Classified Advert for Drape coat suit, 1970’s. ©Ted Polhemus/PYMCA

Classified Advert for Drape coat suit, 1970’s. ©Ted Polhemus/PYMCA

Snapshot surveillance by photographer and writer, Hartnett.

DRESSING-UP GAMES

Yet another Vintage event on the horizon.

Ready for a cupcake, darling?

Vintage Glasgow
Merchant City Festival 
26th & 27th July, 2014

vintagefestival.co.uk

Seeking a day of Tweed Run types and barely legal boys in uniforms? Girls who just wanna have fun, as they jive to vinyl, the way their grans once did?

Perhaps it’s high time for an assessment and evaluation of all things retro, as quite a song and dance has been made over revival events in recent years. Has the so-called trend well ‘n’ truly peaked?
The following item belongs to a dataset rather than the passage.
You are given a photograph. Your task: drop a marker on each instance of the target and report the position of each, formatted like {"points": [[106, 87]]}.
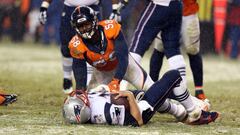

Are such herding events relevant, or just a corporate / municipal cash-in? You know, under the umbrella of regeneration ‘n’ all that.

A crackly telephone line. West Yorkshire to West London. Wayne Hemingway, designer and founder of The Vintage Festival, picks up.

A question is popped. ‘What can young people learn from all things vintage?’

'Vintage is about individuality, sustainability, design that lasts. Vintage reflects an appreciation of work that is classic, not temporary. Young people can learn so much from retro, styles that've stood the test of time.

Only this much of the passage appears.